Эти несогласованности указывают на то, чего на самом деле хочет коснуться Ницше. Какая-либо однозначная формулировка этого не достигла бы. Вот-бытие — это толкующее вот-бытие и толкуемое вот-бытие, оно мыслится в пределах некоего круга, который, как кажется, упраздняет себя и всё-таки вновь продолжает своё движение. Вот-бытие — это то объективность, то субъективность, иногда ей свойственна определённая стабильность, затем она оборачивается как раз-таки постоянным упразднением стабильности, это нечто несомненно присутствующее и непрестанно сомневающееся и достойное сомнения, бытие и небытие, сущность и видимость. Нельзя упрощать то, что имел в виду Ницше: это не полагающее само себя и творящее мир Я, не мир, который есть лишь моё представление, не знаемый и знающий себя мир идеализма; это даже не мир как предмет возможного исследования, каким посредством своей проясняющей критики его делает разум. В отличие от всех достигающих определённости идей того или иного рода, каждая из которых находит своё выражение в способе, которым высказывается Ницше, основой его мышления является, скорее, претензия, пройдя сквозь все эти уровни, достичь той точки, где я незаменимым образом, будучи поистине самим собой, должен читать и истолковывать бытие, потому что я есмь тот, кто я есмь. Ницше во всех на вид лишь общих высказываниях указывает на историчность экзистенции. Неограниченное количество осуществляемых в истории толкований образует основу подлинного бытия, которая теперь, как подлинный первоисток, пронизывает и объемлет собой все толкования и ориентирована на сам текст: отныне истина испытывается не как способ интерпретирования, который я могу играючи опробовать в числе прочих, но как истина самой экзистенции, в реальном историческом сознании читающая мир как некий шифр, будучи для него истиной как таковой, в которой всеобщее знание об истолковании и каждое известное извне определённое толкование снимается, становясь настоящим самого бытия. Так истина становится «моей» истиной и одновременно не только моей, ибо она, во-первых, исторически стала тем, в чём я нахожу себя и своё бытие; во-вторых, она есть само бытие (называемое Ницше волей к власти) в силу того, что последнее, экзистируя, становится мной самим.
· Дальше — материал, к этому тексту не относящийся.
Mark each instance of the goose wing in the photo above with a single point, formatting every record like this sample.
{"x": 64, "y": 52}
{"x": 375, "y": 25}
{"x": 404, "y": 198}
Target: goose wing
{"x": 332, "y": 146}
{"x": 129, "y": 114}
Поэтому, хотя в теории истолкования всякое вот-бытие есть толкующее и толкуемое вот-бытие, хотя читаемый текст находится вне меня и во мне, да и я сам есть лишь текст, который я могу прочесть, однако Ницше всё-таки намечает возможные границы. Всё не проваливается в бездну. Постоянно преобразуясь в процессе истолкования, я где-то неизбежно сталкиваюсь с некоей основой. Имеется нечто устойчивое, что не растворяется в интерпретациях и даже не затрагивается ими: «В основе нашего существа, там, “в самом низу”, конечно, есть нечто не поддающееся обучению, некий гранит духовного фатума … При каждой кардинальной проблеме что-то неизменное говорит: “это я” … Порою мы находим известные решения проблем … может быть, с этих пор мы начинаем называть их своими “убеждениями”. Позже — мы видим в них только … путевые столбы, ведущие к проблеме, которую представляем собою мы, — вернее, к великой глупости, которую мы представляем собою, к нашему духовному фатуму, к тому не поддающемуся обучению элементу, который лежит там, “в самом низу”» (ПТСДЗ, 353).
Феномен истолкования
Ницше чётко определил принцип истолкования и описал его фактическое осуществление — как постоянной переоценки, как непрестанного становления, вплоть до понимания самого себя как истолкования с тем, чтобы в спектре возможных толкований установить ранг и ценность каждого из них.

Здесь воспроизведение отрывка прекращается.